A van full of mariachis cruising down I-80 in western Nebraska. (Photo by Jason M. Vaughn)
Anyway, we had coincidentally arrived in Mitchell in time for their big rodeo. If your town has never experienced an authentic small-time rodeo, forget anything you might have seen on television. A small town Friday night rodeo is where cowboys from across the area would gather to rope calves, ride bulls, bust saddle broncs, generally terrorize the locals, drink and pill themselves up into blackout rages, beat the mortal shit out of each other in parking lots, wake up in jail pissing blood, etc…for maybe a couple hundred bucks in prize money.
That night at the motel (we tended to stay at some hall-of-fame-worthy budget hellholes on our road trips, not even name-brand places but genuine dumps with names like "The I-25 Inn" and "Motel 5") was apparently terrorizing for my parents, with the sounds of drunken cowboys yelling and fighting outside our door throughout the night.
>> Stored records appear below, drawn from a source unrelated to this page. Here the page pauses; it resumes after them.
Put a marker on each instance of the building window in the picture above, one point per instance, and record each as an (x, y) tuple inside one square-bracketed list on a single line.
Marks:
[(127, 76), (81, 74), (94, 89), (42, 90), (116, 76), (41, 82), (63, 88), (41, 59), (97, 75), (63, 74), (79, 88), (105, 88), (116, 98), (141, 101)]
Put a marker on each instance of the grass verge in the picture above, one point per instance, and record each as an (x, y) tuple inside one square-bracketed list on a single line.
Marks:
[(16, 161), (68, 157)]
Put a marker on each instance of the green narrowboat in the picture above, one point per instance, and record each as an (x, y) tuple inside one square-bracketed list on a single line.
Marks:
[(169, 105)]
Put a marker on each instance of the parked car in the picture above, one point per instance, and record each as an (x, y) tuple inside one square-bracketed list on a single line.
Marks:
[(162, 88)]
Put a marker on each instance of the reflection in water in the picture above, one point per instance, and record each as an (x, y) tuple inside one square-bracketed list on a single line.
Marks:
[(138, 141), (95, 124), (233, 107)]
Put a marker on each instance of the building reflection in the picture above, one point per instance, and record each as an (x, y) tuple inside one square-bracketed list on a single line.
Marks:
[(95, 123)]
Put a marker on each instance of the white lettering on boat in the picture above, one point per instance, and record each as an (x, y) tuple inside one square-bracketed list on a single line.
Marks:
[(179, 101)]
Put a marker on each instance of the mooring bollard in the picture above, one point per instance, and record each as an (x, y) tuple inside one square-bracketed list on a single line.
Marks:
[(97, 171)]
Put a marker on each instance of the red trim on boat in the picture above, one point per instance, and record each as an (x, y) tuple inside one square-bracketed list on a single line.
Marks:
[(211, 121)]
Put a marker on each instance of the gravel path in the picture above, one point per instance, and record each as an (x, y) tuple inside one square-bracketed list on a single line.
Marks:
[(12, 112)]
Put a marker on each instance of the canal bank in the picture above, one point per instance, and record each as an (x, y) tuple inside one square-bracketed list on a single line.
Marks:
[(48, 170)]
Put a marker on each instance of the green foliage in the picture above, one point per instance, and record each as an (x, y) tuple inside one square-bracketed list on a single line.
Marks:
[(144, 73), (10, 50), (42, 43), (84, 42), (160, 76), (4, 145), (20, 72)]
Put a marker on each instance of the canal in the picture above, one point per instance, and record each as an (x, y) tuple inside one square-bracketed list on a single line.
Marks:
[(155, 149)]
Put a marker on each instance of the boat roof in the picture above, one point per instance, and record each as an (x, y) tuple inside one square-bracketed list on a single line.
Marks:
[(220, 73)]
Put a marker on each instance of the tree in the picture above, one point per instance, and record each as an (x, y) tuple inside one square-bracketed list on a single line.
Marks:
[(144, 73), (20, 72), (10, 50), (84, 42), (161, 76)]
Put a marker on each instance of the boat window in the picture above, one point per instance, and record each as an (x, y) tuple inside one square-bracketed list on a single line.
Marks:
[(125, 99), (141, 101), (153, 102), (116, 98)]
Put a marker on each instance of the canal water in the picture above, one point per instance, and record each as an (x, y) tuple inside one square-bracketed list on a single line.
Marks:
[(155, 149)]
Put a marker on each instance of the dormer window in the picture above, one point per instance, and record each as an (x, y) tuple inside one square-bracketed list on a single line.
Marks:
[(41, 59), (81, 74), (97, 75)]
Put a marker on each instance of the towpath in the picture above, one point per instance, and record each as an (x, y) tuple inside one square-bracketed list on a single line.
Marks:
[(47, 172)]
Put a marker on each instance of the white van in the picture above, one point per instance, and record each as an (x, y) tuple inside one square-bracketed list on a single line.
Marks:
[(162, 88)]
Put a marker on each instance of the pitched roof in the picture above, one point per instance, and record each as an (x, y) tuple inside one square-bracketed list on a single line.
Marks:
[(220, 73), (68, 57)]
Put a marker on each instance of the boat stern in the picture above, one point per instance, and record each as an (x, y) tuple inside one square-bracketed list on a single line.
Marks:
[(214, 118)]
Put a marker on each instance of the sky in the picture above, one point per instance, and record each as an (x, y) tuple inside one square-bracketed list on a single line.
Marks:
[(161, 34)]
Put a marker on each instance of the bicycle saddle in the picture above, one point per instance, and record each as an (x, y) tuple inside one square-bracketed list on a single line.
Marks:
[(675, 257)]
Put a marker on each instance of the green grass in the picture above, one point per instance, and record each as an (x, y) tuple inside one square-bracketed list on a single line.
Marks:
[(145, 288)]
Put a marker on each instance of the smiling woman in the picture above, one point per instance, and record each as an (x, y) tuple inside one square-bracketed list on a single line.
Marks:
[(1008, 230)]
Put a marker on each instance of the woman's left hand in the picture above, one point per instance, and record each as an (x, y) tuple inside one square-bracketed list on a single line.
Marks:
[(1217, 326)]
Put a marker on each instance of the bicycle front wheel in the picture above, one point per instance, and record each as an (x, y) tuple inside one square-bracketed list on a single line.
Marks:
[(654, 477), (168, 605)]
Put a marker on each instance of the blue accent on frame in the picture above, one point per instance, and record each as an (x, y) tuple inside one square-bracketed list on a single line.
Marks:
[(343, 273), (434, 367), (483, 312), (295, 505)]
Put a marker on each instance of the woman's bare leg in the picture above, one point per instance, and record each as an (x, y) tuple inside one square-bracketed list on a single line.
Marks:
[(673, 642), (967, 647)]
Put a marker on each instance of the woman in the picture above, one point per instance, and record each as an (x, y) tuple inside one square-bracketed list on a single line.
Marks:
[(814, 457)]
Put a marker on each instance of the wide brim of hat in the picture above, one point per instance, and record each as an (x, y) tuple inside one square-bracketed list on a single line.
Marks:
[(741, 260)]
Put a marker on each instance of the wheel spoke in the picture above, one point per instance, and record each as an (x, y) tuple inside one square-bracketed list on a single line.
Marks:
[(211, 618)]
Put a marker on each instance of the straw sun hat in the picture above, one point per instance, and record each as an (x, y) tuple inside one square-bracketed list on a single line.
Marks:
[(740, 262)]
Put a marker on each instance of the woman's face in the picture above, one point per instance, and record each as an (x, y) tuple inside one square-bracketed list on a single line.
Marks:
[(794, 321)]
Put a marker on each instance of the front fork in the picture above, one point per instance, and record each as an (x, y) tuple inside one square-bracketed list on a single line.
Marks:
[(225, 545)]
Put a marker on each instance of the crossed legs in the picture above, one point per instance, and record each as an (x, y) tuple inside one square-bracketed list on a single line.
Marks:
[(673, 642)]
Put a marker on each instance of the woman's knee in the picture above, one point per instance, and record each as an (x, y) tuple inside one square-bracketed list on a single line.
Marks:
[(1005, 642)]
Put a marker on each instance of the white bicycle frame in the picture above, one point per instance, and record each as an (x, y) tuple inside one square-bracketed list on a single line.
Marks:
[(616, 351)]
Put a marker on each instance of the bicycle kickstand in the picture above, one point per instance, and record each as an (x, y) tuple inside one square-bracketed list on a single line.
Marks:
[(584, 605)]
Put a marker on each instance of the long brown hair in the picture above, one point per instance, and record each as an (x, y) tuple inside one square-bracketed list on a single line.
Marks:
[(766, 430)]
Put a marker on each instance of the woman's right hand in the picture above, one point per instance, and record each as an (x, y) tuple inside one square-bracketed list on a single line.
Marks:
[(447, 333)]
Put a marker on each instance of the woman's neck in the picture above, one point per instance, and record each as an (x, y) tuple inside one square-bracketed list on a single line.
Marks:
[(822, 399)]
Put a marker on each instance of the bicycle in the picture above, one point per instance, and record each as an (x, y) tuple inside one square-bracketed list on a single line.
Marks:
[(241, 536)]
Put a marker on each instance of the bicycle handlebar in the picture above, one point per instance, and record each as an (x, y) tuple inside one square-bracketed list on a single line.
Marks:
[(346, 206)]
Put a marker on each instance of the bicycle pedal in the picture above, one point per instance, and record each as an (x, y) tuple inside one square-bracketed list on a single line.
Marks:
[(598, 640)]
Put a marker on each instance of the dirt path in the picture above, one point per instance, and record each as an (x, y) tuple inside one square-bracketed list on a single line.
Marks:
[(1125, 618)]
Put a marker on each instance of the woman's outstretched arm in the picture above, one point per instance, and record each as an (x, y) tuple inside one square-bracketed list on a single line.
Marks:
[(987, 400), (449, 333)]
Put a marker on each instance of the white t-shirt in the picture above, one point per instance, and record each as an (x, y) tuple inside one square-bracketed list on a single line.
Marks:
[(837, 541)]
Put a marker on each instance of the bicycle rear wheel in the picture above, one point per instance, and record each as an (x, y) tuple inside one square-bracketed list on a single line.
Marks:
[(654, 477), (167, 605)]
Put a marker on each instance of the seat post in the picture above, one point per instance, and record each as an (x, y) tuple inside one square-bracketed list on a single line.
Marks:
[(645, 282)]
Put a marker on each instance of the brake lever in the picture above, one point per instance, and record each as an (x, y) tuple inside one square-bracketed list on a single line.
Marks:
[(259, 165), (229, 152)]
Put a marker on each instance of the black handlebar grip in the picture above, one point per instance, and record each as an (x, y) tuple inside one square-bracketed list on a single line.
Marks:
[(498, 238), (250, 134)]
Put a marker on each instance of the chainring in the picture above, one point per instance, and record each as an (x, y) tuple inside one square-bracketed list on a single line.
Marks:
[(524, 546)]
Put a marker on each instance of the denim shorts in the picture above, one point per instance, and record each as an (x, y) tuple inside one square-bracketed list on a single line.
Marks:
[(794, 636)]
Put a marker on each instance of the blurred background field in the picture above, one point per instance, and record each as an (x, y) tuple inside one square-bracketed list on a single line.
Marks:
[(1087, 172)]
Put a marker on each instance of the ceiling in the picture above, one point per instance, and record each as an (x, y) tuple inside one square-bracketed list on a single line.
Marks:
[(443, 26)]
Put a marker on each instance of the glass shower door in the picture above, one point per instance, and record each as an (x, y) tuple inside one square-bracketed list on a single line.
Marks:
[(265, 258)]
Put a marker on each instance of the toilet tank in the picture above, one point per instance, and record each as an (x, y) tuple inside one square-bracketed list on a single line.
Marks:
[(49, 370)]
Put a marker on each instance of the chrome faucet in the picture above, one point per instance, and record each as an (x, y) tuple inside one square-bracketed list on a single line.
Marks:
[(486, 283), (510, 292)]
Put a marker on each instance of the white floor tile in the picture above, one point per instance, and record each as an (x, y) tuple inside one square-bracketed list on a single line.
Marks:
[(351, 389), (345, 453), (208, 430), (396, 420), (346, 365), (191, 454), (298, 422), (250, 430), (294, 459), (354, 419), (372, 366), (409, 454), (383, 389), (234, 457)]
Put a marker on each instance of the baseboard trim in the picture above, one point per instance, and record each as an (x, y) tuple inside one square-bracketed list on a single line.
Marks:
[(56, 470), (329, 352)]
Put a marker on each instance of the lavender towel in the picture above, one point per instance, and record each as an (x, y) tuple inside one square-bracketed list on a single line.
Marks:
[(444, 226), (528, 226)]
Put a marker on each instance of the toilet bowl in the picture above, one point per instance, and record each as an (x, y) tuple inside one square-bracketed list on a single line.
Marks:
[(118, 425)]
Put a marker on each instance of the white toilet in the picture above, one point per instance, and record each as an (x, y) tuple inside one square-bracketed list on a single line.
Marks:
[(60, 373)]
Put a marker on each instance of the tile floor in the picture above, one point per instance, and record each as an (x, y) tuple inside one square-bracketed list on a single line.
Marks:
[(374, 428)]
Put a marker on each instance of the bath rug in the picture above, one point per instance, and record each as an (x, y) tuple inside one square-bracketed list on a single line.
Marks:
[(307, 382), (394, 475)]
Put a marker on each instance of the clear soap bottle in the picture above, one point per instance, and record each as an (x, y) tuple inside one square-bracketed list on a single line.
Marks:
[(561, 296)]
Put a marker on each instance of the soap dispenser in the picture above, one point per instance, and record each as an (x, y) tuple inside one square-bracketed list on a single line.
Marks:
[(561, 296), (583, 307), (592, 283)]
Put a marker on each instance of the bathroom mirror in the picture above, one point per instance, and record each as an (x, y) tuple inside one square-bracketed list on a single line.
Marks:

I guess I slept on through it, but my parents finally decided enough was enough around 4:00 a.m. and we packed up to leave.
I'm told that as we were leaving, and I was being carried out to the car, I awoke just long enough to say—loud and clear in my sweet four-year-old voice—"Look at all the nice cowboys!"
I then fell right back to sleep.
Whiskey bottles stopped in mid-air, fists halted in mid-punch as a motel parking lot full of wasted cowboys and bikers froze in a rictus, wondering what the hell it was they just heard. Heads turned to look at us as my mortified parents shoved me and the suitcases into the backseat and we took off down the road as fast as our Ford Maverick could take us.
Or the time we were driving through Washington a few months after Mount St. Helens erupted in 1980, which was easily one of the most fascinating events of my childhood. It got me stuck in a nerdy life-long geology kick that I'll probably never get over—to this day I collect small rocks from every place we visit, dutifully hauling them from place to place every time we move. Fortunately, Kirbi does the exact same thing, except she likes collecting big, hernia-inducing chunks of granite or basalt instead of the little samples I like to take. So, yeah, we're pretty much perfect for each other.
And I still want to be a volcanologist when I grow up.
But we were driving across the plains of eastern Washington on our way to visit my great-uncle Hughie in Seattle when we stopped in some little town for gas. Volcanic ash covered the land like snow. Great piles of the stuff were shoveled up along the edges of parking lots and roads. It was in the car, on our clothes, in our lungs…
Yet, when we went inside the gas station, they were selling little plastic globes filled with "Authentic Mount St. Helens Volcanic Ash" for $10 a pop, and—apparently suffering a sudden bout of amnesia regarding of our immediate surroundings— I pretty much lost my shit when my parents refused to get one for me. Yes, I have matured a bit since then.
But I loved every ashy second of that road trip.
Denouement
We plan on getting our son used to the road as soon as his development will allow. Quick day trips at first—up to Taos or maybe down to White Sands. We might even get adventurous this fall and head up to Colorado for a weekend to see the aspens turn. It'll be a while before we try out camping with a young child, but I'm sure that'll be part of the mix at some point in the not-too-distant future.
A pre-pregnancy Kirbi Vaughn taking a stroll across White Sands National Monument. (Photo by Jason M. Vaughn)
Before too long, we'll be going on some really long adventures. We'll also be staying at our fair share of terrible motels along the way, buying up souvenirs like jackalope shot glasses and Grand Canyon Viewmaster slides and visiting weird towns like Baker, Scottsbluff and Medicine Lodge, looking intently for license plates from Hawaii and Chihuahua as we search for a parking spot at Mount Rushmore or Yosemite Falls.
I'll probably (begrudgingly) cave in and take a dog with us at some point, too. But I'll still draw the line at in-car televisions.
Mostly, though, we'll be on the road. I really hope our son wouldn't have it any other way.